Dies verhält sich genau so auch im zweiten Song Unschuld, der ebenso zeigt, wie sich ernste Atmosphäre mit technisch anspruchsvollen Riffs verbinden lässt, die teilweise zur Bewegung anregen. Dafür mitverantwortlich: Seb Sellinger, der wie alle Beteiligten keinen Zweifel daran lässt, dass hier mehr als nur gute Musiker am Werke waren. Die Ausflüge in den Gitarren sind hervorzuheben, weil sie in Sound und Kombinationen der Kompositionen, seien es nun cleane, verzerrte oder gar Leadparts, ein Potential aufzeigen, dass sich nach nur wenigen Minuten die Ungeduld auf weiteres Material aufzwängt.

Auch der letzte Song Zelle bleibt der Idee des Debüts gerecht, gestaltet sich atmosphärisch, melodisch und anspruchsvoll und neigt schon fast zu einem spaßigen Genuss der Musik. Fast ginge die Düsternis der Scheibe verloren in der verspielten Art, wären da nicht die Texte, die sie beibehalten. Am Ende wird also nochmal ordentlich reingehauen, was den Hörer unter Umständen definitiv vollkommen fertig und aufgewühlt zurücklassen kann.

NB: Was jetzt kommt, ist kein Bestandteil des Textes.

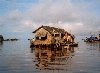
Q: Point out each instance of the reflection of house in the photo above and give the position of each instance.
(48, 58)
(1, 38)
(51, 35)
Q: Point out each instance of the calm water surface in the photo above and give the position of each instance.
(17, 57)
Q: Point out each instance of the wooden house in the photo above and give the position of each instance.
(1, 38)
(51, 35)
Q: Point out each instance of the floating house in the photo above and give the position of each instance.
(51, 35)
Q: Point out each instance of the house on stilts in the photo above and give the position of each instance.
(46, 35)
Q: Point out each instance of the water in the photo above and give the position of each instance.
(17, 57)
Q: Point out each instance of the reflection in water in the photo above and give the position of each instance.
(1, 43)
(53, 58)
(93, 46)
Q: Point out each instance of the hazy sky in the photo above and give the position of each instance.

Schweiß und Herzrasen sind das Ergebnis einer EP, die in besonderer Weise einen Einblick in die Abgründe und die lebende Pein des menschlichen Daseins gewährt. Allein das macht dieses Debüt schon sehr beeindruckend, welches vielen mittlerweile großen Bands in dieser Form zu Anfang noch nicht gelungen ist. Es ist, vielleicht gerade im Black Metal, eine ganz eigene Kunst, ein Release zu schaffen, das in so viele Situationen gleichzeitig passen kann. Trauer, Wut, Leere und doch ein Hauch von gutem Gefühl, Verspieltheit und Offenheit. Wenn es um Potential, und gleichzeitig um hohe Erwartungen für eine weitere Veröffentlichung geht, dann lässt sich für dieses Projekt getrost eine Hand ins Feuer legen. Augen und Ohren bleiben offen, wir dürfen gespannt sein.